The link between animal and people has been discussed, but the association in these instances gives a thought provoking visual of the dead. A bear, a wolf, a gorilla gives the viewer the idea that the dead were closer to animals than they were to people.

In many ways it separates the viewer from the dead and allows us to see them in a different dimension than we see ourselves. As much as they are like us, these dead are not like us. As a viewer we are then moved to ask how and why. This allows us to focus back on the deceased, picking apart what makes them and what caused them to act in a way that eventually causes their deaths.

Reflexivity

Herzog and Steel have many similarities in their approach to a violent death in their films, with one large difference that alters the way the deceased is viewed: reflexivity.

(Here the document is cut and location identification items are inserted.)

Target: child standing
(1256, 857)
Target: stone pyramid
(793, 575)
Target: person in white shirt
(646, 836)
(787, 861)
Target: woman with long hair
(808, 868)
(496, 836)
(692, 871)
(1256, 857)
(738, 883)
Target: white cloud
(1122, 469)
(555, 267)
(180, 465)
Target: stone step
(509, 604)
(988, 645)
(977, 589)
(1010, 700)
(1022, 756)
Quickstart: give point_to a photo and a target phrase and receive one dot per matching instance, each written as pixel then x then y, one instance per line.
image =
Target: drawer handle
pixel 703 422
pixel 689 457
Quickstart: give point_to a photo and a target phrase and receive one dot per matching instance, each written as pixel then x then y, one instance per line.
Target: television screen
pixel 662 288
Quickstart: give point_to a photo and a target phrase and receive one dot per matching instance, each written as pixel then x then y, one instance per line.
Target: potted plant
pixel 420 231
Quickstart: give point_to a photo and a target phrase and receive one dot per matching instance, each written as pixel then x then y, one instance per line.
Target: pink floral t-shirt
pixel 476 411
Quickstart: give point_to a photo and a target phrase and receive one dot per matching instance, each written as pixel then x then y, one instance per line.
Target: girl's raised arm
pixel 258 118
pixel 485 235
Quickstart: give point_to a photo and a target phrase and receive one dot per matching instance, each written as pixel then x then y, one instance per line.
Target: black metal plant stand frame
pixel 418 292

New challenges for documentary: Second edition
New challenges for documentary: Second edition
[i]This quote is taken from "The Image Mirrored: Reflexivity and the Documentary Film." New Challenges for Documentary (1988):
 
  • To be reflexive is to structure a product in such a way that he audience assumes that the producer, the process of making, and the product are a coherent whole…that being reflexive means that the producer deliberately and intentionally reveals to his audience the underlying epistemological assumptions that caused him to formulate a set of questions in a particular way, to seek answers to those questions in a particular way, and finally to present his findings in a particular way.[i]

Jay Ruby makes it clear that he believes that all filmmakers have an obligation to be reflexive in their work.

I argue that the reflexivity Herzog used in The Grizzly Man removed the emphasis from Treadwell and put the spotlight on Herzog instead. Two scenes highlight Herzog’s counterproductive acts.

The first scene is when Treadwell speaks directly to the camera about his issues with the Park Service. Timothy goes into a curse laden rant about the injustices towards the animals. Instead of allowing the viewer to listen to Treadwell’s personal opinions, Herzog censors him saying, Now Treadwell crosses a line with the Park Service, which we will not cross. He attacks the individuals with whom he worked with for 13 years.”

Herzog may not have agreed with what Treadwell was saying, but what Treadwell was saying was his own uncensored feelings. Was what he was saying vulgar? Probably so. Was what he was saying true? Probably not. But what he was saying was what he truly believed and those words (whether Herzog or the viewer believes them or not) defined who Timothy Treadwell was and what he was fighting for. As the narrator and ‘the voice of God’, Herzog basically shows the viewer the man behind the curtain, then tells us to forget we see the man behind the curtain. This isn’t possible any more. Herzog could have refrained in showing the scene at all, but chose to insert his own opinions and by doing so he removes the emphasis from Treadwell and egotistically places it on himself.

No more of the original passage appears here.